Ever watch the popular television show “24”?  In a recent episode, demanding information, Jack Bauer faces a terrified man tied to a chair in front of him. Through a window over Bauer’s shoulder, the man sees his two children bound and gagged. Tell me where the bomb is, Bauer orders, or we’ll kill your family. Silence. The prisoner watches as a thug kicks down the chair his son is tied to and fires a gun at point-blank range. He screams but still doesn’t relent — until the gun is pointed at his second son. Having gotten what he needed, Bauer whispers that the execution was staged. The scene from Fox’s “24” is haunting, but hardly unusual.
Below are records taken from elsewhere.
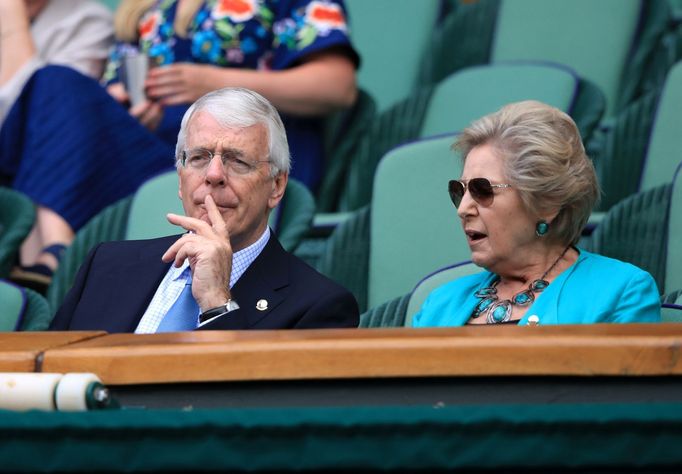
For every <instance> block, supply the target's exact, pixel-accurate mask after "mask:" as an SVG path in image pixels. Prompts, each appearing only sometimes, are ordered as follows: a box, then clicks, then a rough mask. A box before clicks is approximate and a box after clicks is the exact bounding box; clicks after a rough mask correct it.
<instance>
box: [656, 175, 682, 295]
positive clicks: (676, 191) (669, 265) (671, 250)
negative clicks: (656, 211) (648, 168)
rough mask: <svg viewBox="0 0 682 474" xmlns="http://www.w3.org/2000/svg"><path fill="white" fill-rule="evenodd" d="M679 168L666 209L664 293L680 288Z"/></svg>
mask: <svg viewBox="0 0 682 474" xmlns="http://www.w3.org/2000/svg"><path fill="white" fill-rule="evenodd" d="M680 169H682V168H678V170H677V173H675V181H674V182H673V188H672V194H671V196H670V208H669V210H668V235H667V240H668V245H667V254H666V264H665V289H664V293H670V292H671V291H674V290H682V246H680V241H681V240H682V176H681V174H682V173H681V172H680ZM661 290H663V288H661Z"/></svg>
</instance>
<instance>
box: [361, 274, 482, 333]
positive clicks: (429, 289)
mask: <svg viewBox="0 0 682 474" xmlns="http://www.w3.org/2000/svg"><path fill="white" fill-rule="evenodd" d="M479 271H481V269H480V268H479V267H477V266H476V265H474V264H473V263H471V262H470V261H466V262H461V263H457V264H455V265H450V266H448V267H445V268H443V269H440V270H438V271H436V272H434V273H432V274H430V275H427V276H426V277H424V278H423V279H422V280H421V281H420V282H419V283H418V284H417V286H416V287H415V288H414V289H413V290H412V292H411V293H408V294H406V295H403V296H398V297H397V298H394V299H392V300H390V301H387V302H386V303H382V304H380V305H378V306H375V307H373V308H370V309H369V310H367V311H366V312H364V313H362V314H361V315H360V327H401V326H407V327H409V326H411V325H412V317H413V316H414V315H415V314H416V313H417V312H419V310H420V309H421V306H422V304H423V303H424V300H426V297H427V296H428V295H429V294H430V293H431V292H432V291H433V290H434V289H436V288H438V287H439V286H441V285H444V284H445V283H447V282H449V281H452V280H454V279H456V278H459V277H463V276H466V275H471V274H473V273H478V272H479Z"/></svg>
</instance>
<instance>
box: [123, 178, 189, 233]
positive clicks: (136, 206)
mask: <svg viewBox="0 0 682 474" xmlns="http://www.w3.org/2000/svg"><path fill="white" fill-rule="evenodd" d="M169 212H172V213H174V214H180V215H184V214H185V213H184V211H183V209H182V201H181V200H180V197H179V196H178V174H177V172H176V171H174V170H173V171H168V172H166V173H162V174H160V175H158V176H155V177H154V178H151V179H149V180H148V181H146V182H145V183H144V184H143V185H142V186H140V187H139V189H138V190H137V191H136V192H135V195H134V197H133V201H132V204H131V206H130V213H129V214H128V224H127V226H126V240H137V239H153V238H156V237H162V236H164V235H174V234H181V233H182V232H183V229H181V228H180V227H178V226H176V225H173V224H171V223H170V222H168V220H167V219H166V214H167V213H169Z"/></svg>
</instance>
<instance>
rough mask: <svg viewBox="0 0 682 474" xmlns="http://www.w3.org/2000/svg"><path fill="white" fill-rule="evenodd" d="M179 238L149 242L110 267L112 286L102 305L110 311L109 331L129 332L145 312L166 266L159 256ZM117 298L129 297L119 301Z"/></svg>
mask: <svg viewBox="0 0 682 474" xmlns="http://www.w3.org/2000/svg"><path fill="white" fill-rule="evenodd" d="M179 237H181V236H179V235H176V236H172V237H164V238H162V239H154V240H149V241H148V242H146V243H145V244H144V245H141V246H139V247H138V248H137V249H136V251H134V252H133V253H132V254H131V256H130V258H129V259H128V261H127V262H126V263H125V264H123V265H119V266H116V267H114V268H113V270H112V273H111V276H110V278H111V283H112V284H113V285H116V286H115V287H114V288H113V291H111V292H110V293H109V298H107V300H103V301H102V303H103V304H105V305H107V306H106V307H107V308H110V310H109V311H107V313H109V314H110V316H111V317H110V321H109V322H108V324H107V325H108V326H109V327H110V328H111V329H110V332H119V331H121V332H133V331H135V328H137V325H138V324H139V322H140V319H141V318H142V315H143V314H144V312H145V311H146V310H147V307H148V306H149V302H150V301H151V300H152V298H153V296H154V293H155V292H156V289H157V288H158V286H159V284H160V283H161V280H162V279H163V277H164V276H165V274H166V272H167V271H168V268H169V267H170V264H168V263H164V262H163V261H161V256H162V255H163V254H164V252H165V251H166V250H167V249H168V247H170V246H171V244H172V243H173V242H175V241H176V240H177V239H178V238H179ZM121 295H129V296H128V297H124V298H121Z"/></svg>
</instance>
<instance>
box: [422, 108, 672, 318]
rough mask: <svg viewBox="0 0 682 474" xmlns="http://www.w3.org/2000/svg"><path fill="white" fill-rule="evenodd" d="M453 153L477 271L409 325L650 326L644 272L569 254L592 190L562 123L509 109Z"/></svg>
mask: <svg viewBox="0 0 682 474" xmlns="http://www.w3.org/2000/svg"><path fill="white" fill-rule="evenodd" d="M454 146H455V147H456V148H458V149H460V150H461V151H462V156H463V160H464V168H463V171H462V176H461V178H460V179H459V180H452V181H450V182H449V194H450V198H451V199H452V201H453V204H454V205H455V206H456V208H457V216H458V217H459V219H460V222H461V225H462V229H463V231H464V233H465V234H466V237H467V241H468V244H469V247H470V250H471V259H472V261H473V262H474V263H475V264H476V265H478V266H480V267H482V268H483V269H484V270H483V271H482V272H480V273H477V274H474V275H468V276H465V277H461V278H458V279H456V280H453V281H451V282H449V283H446V284H445V285H443V286H441V287H439V288H437V289H435V290H434V291H432V292H431V294H430V295H429V296H428V297H427V299H426V301H425V302H424V304H423V305H422V308H421V310H420V311H419V312H418V313H417V314H416V315H415V316H414V318H413V319H412V325H413V326H415V327H431V326H460V325H464V324H470V325H476V324H520V325H525V324H582V323H607V322H613V323H627V322H657V321H659V320H660V297H659V292H658V289H657V287H656V283H655V281H654V279H653V278H652V277H651V275H650V274H649V273H647V272H645V271H643V270H641V269H639V268H637V267H635V266H634V265H631V264H629V263H625V262H621V261H618V260H615V259H611V258H607V257H604V256H600V255H596V254H593V253H590V252H587V251H585V250H583V249H580V248H578V247H577V246H576V244H577V242H578V240H579V238H580V236H581V231H582V229H583V227H584V226H585V223H586V222H587V219H588V217H589V216H590V212H591V210H592V208H593V206H594V204H595V203H596V202H597V199H598V197H599V186H598V184H597V179H596V175H595V171H594V167H593V165H592V162H591V161H590V159H589V158H588V157H587V156H586V154H585V150H584V147H583V144H582V140H581V138H580V134H579V132H578V129H577V127H576V126H575V123H574V122H573V120H572V119H571V118H570V117H569V116H568V115H567V114H565V113H564V112H562V111H560V110H558V109H555V108H553V107H550V106H548V105H545V104H542V103H539V102H535V101H525V102H519V103H514V104H510V105H507V106H505V107H503V108H502V109H501V110H499V111H498V112H495V113H493V114H490V115H488V116H485V117H483V118H481V119H479V120H477V121H475V122H474V123H473V124H472V125H471V126H470V127H468V128H466V129H465V130H464V131H463V132H462V134H461V135H459V136H458V138H457V140H456V142H455V145H454Z"/></svg>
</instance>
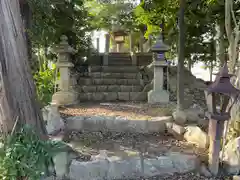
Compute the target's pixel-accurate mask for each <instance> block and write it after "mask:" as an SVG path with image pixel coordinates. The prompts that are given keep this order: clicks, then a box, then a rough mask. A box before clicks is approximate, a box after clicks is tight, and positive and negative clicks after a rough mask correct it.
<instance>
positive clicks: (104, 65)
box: [103, 34, 110, 66]
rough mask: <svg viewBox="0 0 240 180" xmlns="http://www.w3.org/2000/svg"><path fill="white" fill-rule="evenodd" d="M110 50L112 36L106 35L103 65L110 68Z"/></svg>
mask: <svg viewBox="0 0 240 180" xmlns="http://www.w3.org/2000/svg"><path fill="white" fill-rule="evenodd" d="M109 49H110V35H109V34H105V53H104V55H103V65H104V66H108V54H109Z"/></svg>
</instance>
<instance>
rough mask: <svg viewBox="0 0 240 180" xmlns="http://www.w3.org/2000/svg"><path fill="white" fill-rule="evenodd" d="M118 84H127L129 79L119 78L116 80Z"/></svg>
mask: <svg viewBox="0 0 240 180" xmlns="http://www.w3.org/2000/svg"><path fill="white" fill-rule="evenodd" d="M116 84H118V85H127V84H128V80H127V79H117V80H116Z"/></svg>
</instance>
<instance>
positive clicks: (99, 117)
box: [83, 116, 106, 131]
mask: <svg viewBox="0 0 240 180" xmlns="http://www.w3.org/2000/svg"><path fill="white" fill-rule="evenodd" d="M83 127H84V129H85V130H90V131H103V130H106V121H105V117H104V116H91V117H88V118H86V119H85V121H84V124H83Z"/></svg>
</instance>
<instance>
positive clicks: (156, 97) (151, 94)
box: [148, 90, 169, 104]
mask: <svg viewBox="0 0 240 180" xmlns="http://www.w3.org/2000/svg"><path fill="white" fill-rule="evenodd" d="M168 102H169V93H168V92H167V91H165V90H159V91H154V90H151V91H149V92H148V103H150V104H156V103H168Z"/></svg>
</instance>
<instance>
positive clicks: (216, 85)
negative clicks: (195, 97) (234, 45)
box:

The advocacy group Human Rights First says there’s been a startling increase in the number of torture scenes depicted on prime-time television in the post-2001 world.

Click here for the AP story.

This is troubling.  Muslim groups have protested 24’s stereotypes of Muslim terrorists.  Many academic studies document how the prevalence of negative stereotypes in mass culture can influence how the nation treats all particular groups, with the mass depictions of Black criminality being a prime example.   Now we can see torture on our television screens.  Will we soon hear more reports of torture? 

The New Yorker (2/19 print issue) (here) has an article “Whatever It takes” by Jane Mayer that traces the political evolution to the right of Joel Surnow—the co-creator and executive producer of “24.”  It is a fascinating article that offers opinions by experts that Baeur would be a war criminal, that the “ticking time bomb” trope never occurs in real life, etc.